5 Local Mayors And 2 Supes Ask SC Edison To Bury Power Lines
Written by 991KBU on February 27, 2019
Southern California Edison is being urged to bury its power lines in the Santa Monica Mountains area.
Now … mayors from Malibu … four other cities and county supervisors from L A and Ventura County are urging that to happen.
A letter signed by five area mayors and two county supervisors calls for utility companies to start burying power lines to ensure they don’t start a fire.
Ventura County Supervisor Linda Parks reportedly composed the letter … with input from the mayors of Thousand Oaks, Calabasas, Agoura Hills, Hidden Hills and Malibu.
L.A. County Supervisor Sheila Kuehl.
Parks tells the Thousand Oaks Acorn newspaper that she hopes the federal government can pass legislation to require underground power lines.
She says that the federal government “is looking at putting in hundreds of millions of dollars in forest management.

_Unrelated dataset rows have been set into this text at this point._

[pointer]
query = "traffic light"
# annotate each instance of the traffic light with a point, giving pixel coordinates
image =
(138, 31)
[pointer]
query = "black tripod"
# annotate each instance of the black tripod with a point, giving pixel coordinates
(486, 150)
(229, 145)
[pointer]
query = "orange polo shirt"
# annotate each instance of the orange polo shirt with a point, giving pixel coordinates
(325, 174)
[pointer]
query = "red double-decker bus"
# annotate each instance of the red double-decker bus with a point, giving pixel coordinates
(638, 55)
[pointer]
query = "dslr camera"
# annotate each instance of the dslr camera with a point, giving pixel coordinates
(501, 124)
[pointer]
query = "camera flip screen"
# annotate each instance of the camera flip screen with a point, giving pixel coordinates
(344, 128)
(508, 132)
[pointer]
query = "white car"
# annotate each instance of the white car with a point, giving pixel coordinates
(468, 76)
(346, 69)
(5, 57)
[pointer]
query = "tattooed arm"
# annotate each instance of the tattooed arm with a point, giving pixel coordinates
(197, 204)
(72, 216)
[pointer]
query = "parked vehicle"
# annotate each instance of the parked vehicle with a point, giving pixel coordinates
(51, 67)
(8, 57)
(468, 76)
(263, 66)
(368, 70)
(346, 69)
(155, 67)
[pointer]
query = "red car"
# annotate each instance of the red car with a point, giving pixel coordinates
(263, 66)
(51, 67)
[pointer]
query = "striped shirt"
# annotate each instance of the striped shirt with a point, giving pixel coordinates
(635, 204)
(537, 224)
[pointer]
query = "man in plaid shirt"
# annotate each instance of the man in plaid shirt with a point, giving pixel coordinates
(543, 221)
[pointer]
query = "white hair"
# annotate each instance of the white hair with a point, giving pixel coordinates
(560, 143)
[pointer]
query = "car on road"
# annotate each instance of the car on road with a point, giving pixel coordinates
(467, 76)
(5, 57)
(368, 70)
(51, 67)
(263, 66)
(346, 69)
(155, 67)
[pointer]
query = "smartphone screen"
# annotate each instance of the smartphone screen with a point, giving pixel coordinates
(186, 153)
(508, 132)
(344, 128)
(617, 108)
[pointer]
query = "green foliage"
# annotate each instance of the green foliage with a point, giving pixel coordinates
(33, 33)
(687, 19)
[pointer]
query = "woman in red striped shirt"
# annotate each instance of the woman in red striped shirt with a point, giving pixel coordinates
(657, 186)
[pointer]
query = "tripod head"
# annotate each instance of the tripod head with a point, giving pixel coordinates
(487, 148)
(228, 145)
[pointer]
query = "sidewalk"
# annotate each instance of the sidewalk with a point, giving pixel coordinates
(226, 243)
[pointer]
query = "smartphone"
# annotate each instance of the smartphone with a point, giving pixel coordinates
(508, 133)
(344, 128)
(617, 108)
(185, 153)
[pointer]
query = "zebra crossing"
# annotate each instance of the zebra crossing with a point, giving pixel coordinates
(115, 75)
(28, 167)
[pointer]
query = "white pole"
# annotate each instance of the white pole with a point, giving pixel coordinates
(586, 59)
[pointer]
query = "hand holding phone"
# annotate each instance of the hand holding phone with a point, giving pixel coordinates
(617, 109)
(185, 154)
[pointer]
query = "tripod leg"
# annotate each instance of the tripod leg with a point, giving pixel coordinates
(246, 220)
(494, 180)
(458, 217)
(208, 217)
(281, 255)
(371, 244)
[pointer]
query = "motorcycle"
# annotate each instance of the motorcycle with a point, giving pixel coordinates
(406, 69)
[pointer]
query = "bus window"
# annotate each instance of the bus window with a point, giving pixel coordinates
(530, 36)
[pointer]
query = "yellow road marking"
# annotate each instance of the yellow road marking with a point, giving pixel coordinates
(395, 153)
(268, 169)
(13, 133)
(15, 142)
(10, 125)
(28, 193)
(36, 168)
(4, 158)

This is something else that will actually stop the fires from starting,” Parks said. “It’s become the reason why we have ignitions of wildfires out in our urban areas. It’s all coming from the power lines.”
The cost of burying a power line is three million dollars a mile … and undergroundign all the power lines in Malibu city limits alone would cost between 600 million dollars and 1 point 8 billion dollars.
That’s between 100 thousand and 300 thousand dollars per property … and that’s just within Malibu alone.
The California Public Utilities Commission has in the past firmly rejected burying powerlines to prevent fires.
The CPUC says it’s fundamentally unfair to charge ratepayers in urban areas to bury power lines in the mountainous suburbs.
But the past disastrous fires in Malibu … Ventura and Santa Barbara … not to mention Napa Santa Rosa and paradise … maybe changing attitudes.
Southern California Edison is now switching many of its overhead power lines to a new technology … plastic-coated power lines that are insulated … and more impervious to sparking fires.
SCE admitted its hanging power lines were responsible for one of the two ignition points of the Thomas fire in 2017.
Calabasas Mayor David Shapiro told the Acorn that burying power lines “is a drastic thought, but the fires are getting worse and worse.”
“Whether people want to agree or not, (environmental) change is an absolute factor.”
Agoura Hills Mayor Linda Northrup said utility companies should view the burying of power lines from a cost-benefit standpoint.